Create analysis pipeline

Consider parseq_XES_scan as an example for the development steps described below.

Basic concepts and ideas

An analysis pipeline consists of data nodes and transformations that connect the nodes. Data nodes define array names that will appear as attributes of data objects, e.g as item.x, with x being an attribute of a data object item. The array values will be read from files or calculated from other arrays. The pipeline can be used with or without GUI widgets. In the former case, the defined node arrays will appear in the node plotting: 1D, 2D or 3D (a stack of 2D plots).

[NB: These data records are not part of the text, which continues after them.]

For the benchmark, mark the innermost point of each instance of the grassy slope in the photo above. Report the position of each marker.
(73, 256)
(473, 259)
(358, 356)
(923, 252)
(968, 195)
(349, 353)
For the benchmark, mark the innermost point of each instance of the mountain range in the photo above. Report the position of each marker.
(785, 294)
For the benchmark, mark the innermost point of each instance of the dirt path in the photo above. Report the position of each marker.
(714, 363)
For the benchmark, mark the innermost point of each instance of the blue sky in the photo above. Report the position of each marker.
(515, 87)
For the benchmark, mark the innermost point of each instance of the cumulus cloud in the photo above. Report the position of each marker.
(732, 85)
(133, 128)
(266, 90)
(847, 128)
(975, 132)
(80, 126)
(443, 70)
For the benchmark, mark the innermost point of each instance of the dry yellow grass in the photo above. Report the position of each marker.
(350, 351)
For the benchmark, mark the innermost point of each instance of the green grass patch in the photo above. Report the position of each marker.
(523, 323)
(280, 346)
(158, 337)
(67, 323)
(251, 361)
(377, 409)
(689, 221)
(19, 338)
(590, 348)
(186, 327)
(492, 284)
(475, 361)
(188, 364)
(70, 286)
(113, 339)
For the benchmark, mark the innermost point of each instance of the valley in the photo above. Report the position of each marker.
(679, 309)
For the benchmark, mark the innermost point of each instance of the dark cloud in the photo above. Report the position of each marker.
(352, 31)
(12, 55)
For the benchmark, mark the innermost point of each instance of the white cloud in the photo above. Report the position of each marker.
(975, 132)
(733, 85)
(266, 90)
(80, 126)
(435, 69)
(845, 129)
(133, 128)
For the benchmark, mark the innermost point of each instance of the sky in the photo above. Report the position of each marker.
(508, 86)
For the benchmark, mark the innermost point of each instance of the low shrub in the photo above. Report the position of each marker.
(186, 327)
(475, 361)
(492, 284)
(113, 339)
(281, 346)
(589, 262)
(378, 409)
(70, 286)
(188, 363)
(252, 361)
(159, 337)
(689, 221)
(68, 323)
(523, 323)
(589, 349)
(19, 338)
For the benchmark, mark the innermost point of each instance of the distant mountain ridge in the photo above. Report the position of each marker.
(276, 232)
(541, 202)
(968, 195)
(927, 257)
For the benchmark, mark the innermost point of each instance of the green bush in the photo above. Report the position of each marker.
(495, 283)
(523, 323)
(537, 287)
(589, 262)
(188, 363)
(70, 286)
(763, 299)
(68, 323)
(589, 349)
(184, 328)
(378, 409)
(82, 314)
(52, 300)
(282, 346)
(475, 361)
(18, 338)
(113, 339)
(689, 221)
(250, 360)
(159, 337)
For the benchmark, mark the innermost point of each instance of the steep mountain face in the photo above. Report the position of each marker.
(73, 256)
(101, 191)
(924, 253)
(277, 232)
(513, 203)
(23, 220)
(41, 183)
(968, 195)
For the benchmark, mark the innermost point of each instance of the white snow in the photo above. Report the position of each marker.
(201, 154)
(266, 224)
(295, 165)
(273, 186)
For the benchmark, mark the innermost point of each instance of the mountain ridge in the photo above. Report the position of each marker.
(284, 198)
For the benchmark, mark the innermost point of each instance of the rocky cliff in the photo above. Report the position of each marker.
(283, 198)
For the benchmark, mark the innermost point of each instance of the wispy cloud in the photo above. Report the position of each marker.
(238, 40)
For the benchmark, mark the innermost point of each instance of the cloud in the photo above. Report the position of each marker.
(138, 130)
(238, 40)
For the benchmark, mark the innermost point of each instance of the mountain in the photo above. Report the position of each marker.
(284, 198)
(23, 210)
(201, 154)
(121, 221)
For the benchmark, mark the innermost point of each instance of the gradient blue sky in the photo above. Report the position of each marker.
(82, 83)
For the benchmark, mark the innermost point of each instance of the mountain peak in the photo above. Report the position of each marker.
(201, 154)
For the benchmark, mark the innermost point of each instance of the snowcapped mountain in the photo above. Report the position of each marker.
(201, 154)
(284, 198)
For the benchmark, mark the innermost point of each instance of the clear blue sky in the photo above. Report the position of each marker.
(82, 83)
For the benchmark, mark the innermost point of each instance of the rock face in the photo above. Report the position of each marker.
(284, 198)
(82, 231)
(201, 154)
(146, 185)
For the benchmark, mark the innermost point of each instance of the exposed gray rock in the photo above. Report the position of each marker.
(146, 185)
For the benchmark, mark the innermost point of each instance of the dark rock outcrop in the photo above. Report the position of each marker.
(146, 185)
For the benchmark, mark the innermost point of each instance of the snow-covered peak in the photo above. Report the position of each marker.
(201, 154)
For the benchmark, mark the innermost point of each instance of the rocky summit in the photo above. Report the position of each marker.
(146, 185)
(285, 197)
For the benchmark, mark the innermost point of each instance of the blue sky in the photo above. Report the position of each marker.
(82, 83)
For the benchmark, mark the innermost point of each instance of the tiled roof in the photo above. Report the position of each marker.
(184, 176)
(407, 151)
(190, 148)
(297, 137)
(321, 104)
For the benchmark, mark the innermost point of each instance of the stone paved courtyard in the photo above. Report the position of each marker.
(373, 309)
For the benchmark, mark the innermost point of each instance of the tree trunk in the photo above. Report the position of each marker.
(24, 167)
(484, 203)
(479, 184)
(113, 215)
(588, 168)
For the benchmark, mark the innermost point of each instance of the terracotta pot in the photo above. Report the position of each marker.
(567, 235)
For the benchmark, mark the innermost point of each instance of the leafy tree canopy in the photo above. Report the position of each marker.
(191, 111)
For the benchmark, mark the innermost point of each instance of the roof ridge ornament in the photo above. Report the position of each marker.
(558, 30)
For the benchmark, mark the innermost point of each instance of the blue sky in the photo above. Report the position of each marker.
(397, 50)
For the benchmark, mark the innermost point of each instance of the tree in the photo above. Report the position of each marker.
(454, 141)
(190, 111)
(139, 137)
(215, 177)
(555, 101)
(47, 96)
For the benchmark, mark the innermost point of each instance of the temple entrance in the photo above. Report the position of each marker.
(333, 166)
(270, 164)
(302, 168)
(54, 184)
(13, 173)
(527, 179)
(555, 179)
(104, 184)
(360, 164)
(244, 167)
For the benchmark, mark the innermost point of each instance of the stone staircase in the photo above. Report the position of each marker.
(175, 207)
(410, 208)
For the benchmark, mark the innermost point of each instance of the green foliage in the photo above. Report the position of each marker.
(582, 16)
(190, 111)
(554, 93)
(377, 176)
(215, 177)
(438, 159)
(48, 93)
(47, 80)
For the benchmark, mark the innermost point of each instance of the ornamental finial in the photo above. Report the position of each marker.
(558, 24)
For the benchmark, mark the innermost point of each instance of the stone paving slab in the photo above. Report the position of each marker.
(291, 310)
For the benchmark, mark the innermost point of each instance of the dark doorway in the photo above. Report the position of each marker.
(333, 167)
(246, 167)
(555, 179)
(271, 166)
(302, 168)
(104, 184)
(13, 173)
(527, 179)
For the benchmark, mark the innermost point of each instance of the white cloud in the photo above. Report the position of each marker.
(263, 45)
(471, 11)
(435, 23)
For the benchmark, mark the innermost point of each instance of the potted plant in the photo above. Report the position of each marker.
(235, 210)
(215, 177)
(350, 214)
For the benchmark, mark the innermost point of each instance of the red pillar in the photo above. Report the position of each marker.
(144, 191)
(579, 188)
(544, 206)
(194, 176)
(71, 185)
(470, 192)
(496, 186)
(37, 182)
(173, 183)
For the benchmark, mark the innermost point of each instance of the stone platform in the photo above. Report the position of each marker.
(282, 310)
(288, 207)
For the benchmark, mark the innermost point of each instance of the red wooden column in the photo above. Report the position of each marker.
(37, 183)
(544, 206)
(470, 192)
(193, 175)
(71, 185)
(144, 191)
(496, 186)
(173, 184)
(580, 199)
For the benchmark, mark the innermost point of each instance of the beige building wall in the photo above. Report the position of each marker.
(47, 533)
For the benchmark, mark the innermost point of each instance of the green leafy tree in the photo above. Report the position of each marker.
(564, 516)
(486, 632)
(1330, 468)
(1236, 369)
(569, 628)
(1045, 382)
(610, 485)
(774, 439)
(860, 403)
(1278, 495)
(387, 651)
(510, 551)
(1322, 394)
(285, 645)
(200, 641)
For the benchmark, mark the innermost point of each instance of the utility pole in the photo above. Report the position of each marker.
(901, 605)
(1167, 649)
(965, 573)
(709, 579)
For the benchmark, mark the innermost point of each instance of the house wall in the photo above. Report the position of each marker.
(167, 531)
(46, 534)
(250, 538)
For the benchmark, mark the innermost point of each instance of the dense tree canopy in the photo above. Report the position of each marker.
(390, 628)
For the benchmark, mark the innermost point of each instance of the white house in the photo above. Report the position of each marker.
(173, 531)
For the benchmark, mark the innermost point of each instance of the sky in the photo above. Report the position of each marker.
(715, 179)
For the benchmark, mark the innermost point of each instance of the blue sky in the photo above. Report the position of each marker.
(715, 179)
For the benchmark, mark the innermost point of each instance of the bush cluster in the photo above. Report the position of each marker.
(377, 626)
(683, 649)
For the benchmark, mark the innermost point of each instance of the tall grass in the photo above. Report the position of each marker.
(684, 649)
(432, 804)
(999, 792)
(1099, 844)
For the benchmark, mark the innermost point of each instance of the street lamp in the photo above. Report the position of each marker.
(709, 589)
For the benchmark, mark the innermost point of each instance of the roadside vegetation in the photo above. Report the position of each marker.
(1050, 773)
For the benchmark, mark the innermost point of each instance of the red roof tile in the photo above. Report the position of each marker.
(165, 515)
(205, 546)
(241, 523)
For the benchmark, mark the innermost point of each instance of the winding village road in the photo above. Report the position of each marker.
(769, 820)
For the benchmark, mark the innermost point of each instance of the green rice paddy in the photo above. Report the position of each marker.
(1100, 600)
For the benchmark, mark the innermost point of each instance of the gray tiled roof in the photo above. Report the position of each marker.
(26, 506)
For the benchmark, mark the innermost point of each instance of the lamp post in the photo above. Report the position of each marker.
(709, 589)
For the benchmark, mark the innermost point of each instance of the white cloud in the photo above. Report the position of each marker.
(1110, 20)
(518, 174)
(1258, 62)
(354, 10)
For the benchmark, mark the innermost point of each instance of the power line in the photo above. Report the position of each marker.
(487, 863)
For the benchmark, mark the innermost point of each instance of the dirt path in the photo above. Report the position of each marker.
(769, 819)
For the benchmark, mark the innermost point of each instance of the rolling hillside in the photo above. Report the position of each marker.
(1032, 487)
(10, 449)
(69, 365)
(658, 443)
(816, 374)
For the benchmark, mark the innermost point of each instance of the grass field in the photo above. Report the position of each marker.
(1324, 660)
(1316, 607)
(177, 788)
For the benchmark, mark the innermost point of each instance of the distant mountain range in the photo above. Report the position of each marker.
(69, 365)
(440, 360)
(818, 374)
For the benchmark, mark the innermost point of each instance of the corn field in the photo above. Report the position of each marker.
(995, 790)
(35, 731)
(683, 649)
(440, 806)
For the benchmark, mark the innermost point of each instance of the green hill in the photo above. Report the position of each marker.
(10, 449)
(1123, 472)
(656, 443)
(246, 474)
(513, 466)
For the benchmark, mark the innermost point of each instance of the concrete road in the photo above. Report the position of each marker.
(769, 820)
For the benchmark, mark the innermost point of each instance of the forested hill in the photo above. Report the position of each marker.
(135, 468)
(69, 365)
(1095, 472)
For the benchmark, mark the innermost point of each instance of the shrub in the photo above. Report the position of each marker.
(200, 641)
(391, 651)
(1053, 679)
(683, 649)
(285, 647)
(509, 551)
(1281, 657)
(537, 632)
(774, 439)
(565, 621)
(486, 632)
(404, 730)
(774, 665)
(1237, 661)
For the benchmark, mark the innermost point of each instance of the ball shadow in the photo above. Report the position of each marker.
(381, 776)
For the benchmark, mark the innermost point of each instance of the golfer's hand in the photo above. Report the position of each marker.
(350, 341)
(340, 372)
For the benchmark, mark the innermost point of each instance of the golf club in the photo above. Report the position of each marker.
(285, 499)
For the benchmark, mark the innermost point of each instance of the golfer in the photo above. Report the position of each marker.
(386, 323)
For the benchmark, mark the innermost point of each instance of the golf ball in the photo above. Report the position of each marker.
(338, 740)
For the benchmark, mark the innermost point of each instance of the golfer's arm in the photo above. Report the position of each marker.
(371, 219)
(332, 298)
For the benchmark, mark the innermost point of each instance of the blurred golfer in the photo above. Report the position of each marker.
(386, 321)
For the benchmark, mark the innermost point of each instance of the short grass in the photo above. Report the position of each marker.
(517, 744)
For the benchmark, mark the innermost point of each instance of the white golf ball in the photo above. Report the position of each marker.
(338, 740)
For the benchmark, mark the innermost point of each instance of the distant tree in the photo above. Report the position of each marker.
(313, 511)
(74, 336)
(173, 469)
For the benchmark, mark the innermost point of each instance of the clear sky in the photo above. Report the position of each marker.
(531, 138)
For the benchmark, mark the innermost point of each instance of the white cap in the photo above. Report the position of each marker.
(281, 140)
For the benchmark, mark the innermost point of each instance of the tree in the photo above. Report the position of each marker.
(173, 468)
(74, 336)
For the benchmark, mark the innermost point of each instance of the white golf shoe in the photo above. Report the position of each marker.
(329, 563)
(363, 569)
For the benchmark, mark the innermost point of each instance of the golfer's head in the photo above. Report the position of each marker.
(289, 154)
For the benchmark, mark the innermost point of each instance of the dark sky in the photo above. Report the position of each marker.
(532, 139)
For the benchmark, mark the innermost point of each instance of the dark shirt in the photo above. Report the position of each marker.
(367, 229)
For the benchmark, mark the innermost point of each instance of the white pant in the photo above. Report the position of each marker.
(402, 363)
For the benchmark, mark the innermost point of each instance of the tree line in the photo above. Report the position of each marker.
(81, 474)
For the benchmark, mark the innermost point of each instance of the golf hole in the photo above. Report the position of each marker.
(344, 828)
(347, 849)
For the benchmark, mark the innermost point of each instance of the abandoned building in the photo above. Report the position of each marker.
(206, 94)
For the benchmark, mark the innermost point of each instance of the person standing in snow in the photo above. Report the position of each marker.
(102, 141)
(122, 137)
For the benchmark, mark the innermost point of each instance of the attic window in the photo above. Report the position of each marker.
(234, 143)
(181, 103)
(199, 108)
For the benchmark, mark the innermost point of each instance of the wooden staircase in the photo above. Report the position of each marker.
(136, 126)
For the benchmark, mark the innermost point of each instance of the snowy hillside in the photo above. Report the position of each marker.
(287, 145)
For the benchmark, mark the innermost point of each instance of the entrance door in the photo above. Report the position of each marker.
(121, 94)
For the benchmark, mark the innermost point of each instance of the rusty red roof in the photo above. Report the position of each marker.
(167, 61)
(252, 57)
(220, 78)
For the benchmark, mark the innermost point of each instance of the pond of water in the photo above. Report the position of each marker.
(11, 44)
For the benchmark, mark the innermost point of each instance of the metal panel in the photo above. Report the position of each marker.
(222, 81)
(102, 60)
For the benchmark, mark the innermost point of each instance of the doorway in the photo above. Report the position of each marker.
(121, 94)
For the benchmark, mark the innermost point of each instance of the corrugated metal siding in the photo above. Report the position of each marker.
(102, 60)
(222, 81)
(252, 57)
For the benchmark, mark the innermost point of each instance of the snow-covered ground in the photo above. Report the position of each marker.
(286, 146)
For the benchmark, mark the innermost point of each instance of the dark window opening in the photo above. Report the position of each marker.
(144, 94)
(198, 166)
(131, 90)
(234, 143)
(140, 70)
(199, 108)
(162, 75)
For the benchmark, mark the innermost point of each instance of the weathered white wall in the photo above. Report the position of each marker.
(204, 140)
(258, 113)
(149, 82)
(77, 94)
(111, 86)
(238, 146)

Each transformation class defines a dictionary of transformation parameters and default values for them. It also defines a static method that calculates data arrays. The parameters will be attributed to each data object. The parameter values are supposed to be changed in user supplied GUI widgets. This change can be done simultaneously for one or several active data objects. Alternatively, any parameter can be copied to one or several later selected data.

Each transformation can optionally define the number of threads or processes that will start in parallel and run the transformation of several data items. The multiprocessing python API requires the main transformation method as a static or class method (not an instance method). Additionally, for the sake of data transfer in multiprocessing, all input and output arrays have to be added to inArrays and outArrays lists (attributes of the transformation class).

In the user-supplied GUI widgets, one for each data node, all interactive GUI elements should get registered using a few dedicated methods. The registration will enable automatic GUI update from the active data and will run transformations given the updated parameters, so no signal slots are typically required. The registration will also enable copying transformation parameters to other data by means of popup menus on each GUI element.

One or more curve fitting routines can optionally be defined per data node. Similarly to transformations, fitting solvers can run in parallel for several data items. Fitting parameters can be constrained or tied to other parameters.

The data model is a single object throughout the pipeline. Data can be rearranged by the user: ordered, renamed, grouped and removed. The data model tree is present in each data node, not as a single tree instance, with the idea also to serve as a plot legend that should always be close to the plot. User selection in the data model is common for all transformation nodes. For 1D data, the line color is the same in all data nodes. 1D data plotting can optionally be done for dynamically (via mouse selection) or statically (via check boxes) selected data. 2D and 3D data plotting is always done for one selected data object.

The transformation class docstrings will be built by ParSeq using Sphinx into an html file and will be displayed in a help panel close to the transformation widget.

Prepare pipeline metadata and images

Create a project directory for the pipeline. Create file that defines metadata about the project. Note that user pipeline applications and ParSeq itself use the module parseq.core.singletons as a means to store global variables; the pipeline’s module defines a few of them. Together with the docstrings of the module, these metadata will appear in the About dialog.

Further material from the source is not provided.